Mögen alle eure Übungen mit großer geistlicher Sammlung gemacht werden, damit ihr bei der Betrachtung, bei der Heiligen Messe, beim Stundengebet und im Refektorium vom Heiland besucht werdet. Unser Herr ist sehr gut im Refektorium, die wahren Nonnen finden ihn dort immer. Man begegnet ihm auch in der Einsamkeit, in der täglichen Arbeit, man fühlt ihn, man sieht ihn. Der heilige Franz von Sales empfiehlt, dass man jeden zweiten Tag seinen Geist beruhigt, um mit dem Heiland allein zu sein, damit nichts zwischen uns und ihm ist, damit wir wegen unserer Fehler keine Angst haben, sondern damit wir den Vorsatz fassen, ihn zu lieben, ihm von nun an zu gehorchen.

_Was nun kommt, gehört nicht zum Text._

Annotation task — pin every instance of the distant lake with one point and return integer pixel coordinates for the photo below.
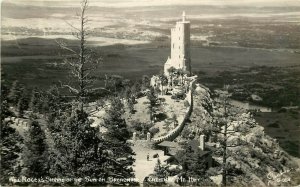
(249, 106)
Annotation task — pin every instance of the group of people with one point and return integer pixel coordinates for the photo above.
(154, 156)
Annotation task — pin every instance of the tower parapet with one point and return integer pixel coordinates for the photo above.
(180, 47)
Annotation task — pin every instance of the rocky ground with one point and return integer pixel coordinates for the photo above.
(257, 159)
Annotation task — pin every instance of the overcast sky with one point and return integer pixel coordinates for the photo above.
(133, 3)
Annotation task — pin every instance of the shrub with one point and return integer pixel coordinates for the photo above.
(154, 130)
(178, 96)
(186, 104)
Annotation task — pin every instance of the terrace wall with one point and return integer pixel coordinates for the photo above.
(175, 132)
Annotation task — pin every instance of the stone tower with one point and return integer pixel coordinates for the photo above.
(180, 47)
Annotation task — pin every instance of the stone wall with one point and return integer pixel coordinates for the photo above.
(175, 132)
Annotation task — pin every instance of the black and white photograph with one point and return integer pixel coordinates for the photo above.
(150, 93)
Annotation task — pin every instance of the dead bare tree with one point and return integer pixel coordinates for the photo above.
(82, 61)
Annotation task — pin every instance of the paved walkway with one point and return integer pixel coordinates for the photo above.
(142, 167)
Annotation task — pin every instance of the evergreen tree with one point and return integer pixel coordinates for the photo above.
(36, 152)
(15, 93)
(34, 103)
(11, 148)
(116, 136)
(152, 102)
(78, 149)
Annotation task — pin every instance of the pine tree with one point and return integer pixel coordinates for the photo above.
(15, 93)
(116, 136)
(36, 152)
(11, 148)
(77, 148)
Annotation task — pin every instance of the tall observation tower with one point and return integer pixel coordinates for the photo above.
(180, 47)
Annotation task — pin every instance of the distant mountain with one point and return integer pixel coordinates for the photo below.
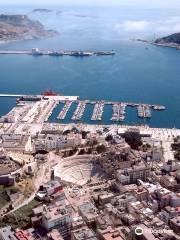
(20, 27)
(41, 10)
(173, 39)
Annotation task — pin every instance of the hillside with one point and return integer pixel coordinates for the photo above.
(20, 27)
(171, 39)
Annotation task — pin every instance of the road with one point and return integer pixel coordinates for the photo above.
(42, 176)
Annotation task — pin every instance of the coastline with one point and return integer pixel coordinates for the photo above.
(168, 45)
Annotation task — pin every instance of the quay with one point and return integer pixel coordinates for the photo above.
(38, 108)
(38, 52)
(79, 110)
(144, 111)
(65, 110)
(118, 112)
(98, 111)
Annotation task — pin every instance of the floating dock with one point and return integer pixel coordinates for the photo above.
(144, 111)
(42, 106)
(79, 110)
(98, 111)
(38, 52)
(65, 110)
(118, 112)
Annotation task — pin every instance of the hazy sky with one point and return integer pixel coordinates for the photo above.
(137, 3)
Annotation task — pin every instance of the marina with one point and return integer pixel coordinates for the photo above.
(39, 108)
(144, 111)
(118, 112)
(98, 111)
(79, 110)
(65, 110)
(38, 52)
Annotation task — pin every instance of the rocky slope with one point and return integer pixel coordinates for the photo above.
(20, 27)
(173, 39)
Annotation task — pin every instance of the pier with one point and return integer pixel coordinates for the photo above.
(144, 111)
(79, 110)
(118, 112)
(98, 111)
(64, 111)
(38, 52)
(42, 106)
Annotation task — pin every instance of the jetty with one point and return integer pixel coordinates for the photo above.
(49, 100)
(65, 110)
(79, 110)
(118, 112)
(38, 52)
(98, 111)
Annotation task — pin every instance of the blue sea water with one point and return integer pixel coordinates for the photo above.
(134, 74)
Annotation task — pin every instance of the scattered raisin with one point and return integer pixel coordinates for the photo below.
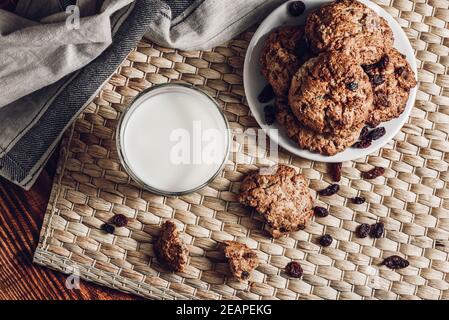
(396, 262)
(378, 79)
(270, 114)
(245, 275)
(108, 228)
(376, 133)
(321, 212)
(326, 240)
(369, 68)
(335, 169)
(363, 144)
(331, 190)
(364, 133)
(296, 8)
(266, 95)
(383, 63)
(398, 72)
(373, 173)
(358, 200)
(377, 230)
(363, 230)
(404, 74)
(120, 220)
(250, 255)
(294, 269)
(353, 86)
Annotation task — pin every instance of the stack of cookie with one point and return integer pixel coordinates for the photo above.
(335, 75)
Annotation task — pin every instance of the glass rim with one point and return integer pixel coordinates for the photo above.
(124, 120)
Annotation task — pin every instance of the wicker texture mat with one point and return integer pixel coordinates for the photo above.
(412, 199)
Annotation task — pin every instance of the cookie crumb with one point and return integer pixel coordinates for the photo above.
(169, 248)
(282, 197)
(242, 260)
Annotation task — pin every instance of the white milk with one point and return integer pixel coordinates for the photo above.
(174, 139)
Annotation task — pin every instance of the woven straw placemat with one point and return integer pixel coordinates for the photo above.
(412, 198)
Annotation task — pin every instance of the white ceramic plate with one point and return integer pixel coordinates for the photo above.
(254, 82)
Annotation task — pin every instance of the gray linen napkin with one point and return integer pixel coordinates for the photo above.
(49, 72)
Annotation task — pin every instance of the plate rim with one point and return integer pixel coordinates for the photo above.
(357, 153)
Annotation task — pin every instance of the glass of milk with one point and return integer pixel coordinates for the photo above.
(173, 139)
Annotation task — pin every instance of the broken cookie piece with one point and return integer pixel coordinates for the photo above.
(242, 260)
(281, 195)
(169, 248)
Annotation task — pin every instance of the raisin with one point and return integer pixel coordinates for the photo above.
(335, 169)
(404, 74)
(294, 269)
(396, 262)
(270, 114)
(120, 220)
(250, 255)
(321, 212)
(296, 8)
(326, 240)
(369, 68)
(329, 191)
(399, 71)
(383, 63)
(377, 133)
(378, 79)
(266, 95)
(353, 86)
(373, 173)
(363, 144)
(364, 133)
(358, 200)
(377, 230)
(108, 228)
(363, 230)
(302, 47)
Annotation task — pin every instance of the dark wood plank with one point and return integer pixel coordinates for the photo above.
(21, 216)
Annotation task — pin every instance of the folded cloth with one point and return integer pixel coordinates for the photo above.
(52, 64)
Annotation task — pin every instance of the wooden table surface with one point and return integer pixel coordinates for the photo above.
(21, 216)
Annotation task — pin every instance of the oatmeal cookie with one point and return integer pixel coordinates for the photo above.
(351, 27)
(392, 78)
(327, 144)
(279, 194)
(169, 248)
(331, 94)
(242, 260)
(283, 53)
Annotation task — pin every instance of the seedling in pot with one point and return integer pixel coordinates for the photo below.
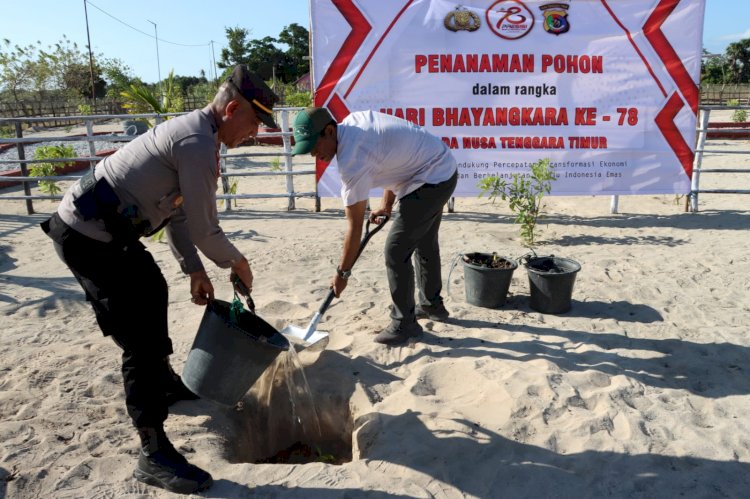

Was unser Herr sagt, tut unserer Seele so gut, ist für unser Herz so süß!
Ihr werdet ihn in allen euren Übungen finden, im Stundengebet, in der Betrachtung, im Refektorium. Ihr werdet ihn während der Stille finden, in Betanien oder in dem kleinen Haus von Nazaret. Mache es so, meine Kinder. Das werdet ihr heute üben, es wird eine große geistliche Sammlung sein, eine wahre Einsamkeit beim Heiland. Sucht nicht wieder eure Fehler, euer Elend, kommt allein! O, kommt zu ihm! Wie gut ist es in der Gesellschaft des Heilands. Die Exerzitien sind gelungen, wenn sie in uns die geistliche Sammlung bewirken und das Vertrauen und den Geist der Hingabe hervorbringen.
Ich werde heute Vormittag nicht mehr darüber sagen, meine Kinder, weil ich das Wort dem Heiland überlassen will. Wendet euch nicht nach rechts und nach links, geht geradewegs zu ihm. Bei ihm und mit ihm müsst ihr die Exerzitien machen. So machten es die ersten Mütter der Heimsuchung. Und wenn ihr heiliger Gründer [Franz von Sales] sie abends besuchen kam, sagten sie ihm: „Wir haben ihn gefunden, das hat er uns gesagt, so fühlen wir ihn, so sehen wir ihn.“
Welch schöner Tag ist dieser zweite Tag! Welch Tag der Liebe, welch Tag des Glücks! Wir sind wie die Heiligen und die Engel im Himmel. Gehen wir mit unserer ganzen Seele in diese geistliche Sammlung, und der Heiland wird uns verstehen lassen, wie gut es ist, bei ihm zu sein. Er wird uns das Bedürfnis fühlen lassen, oft dahin zurückzukehren und immer dort zu bleiben. Amen.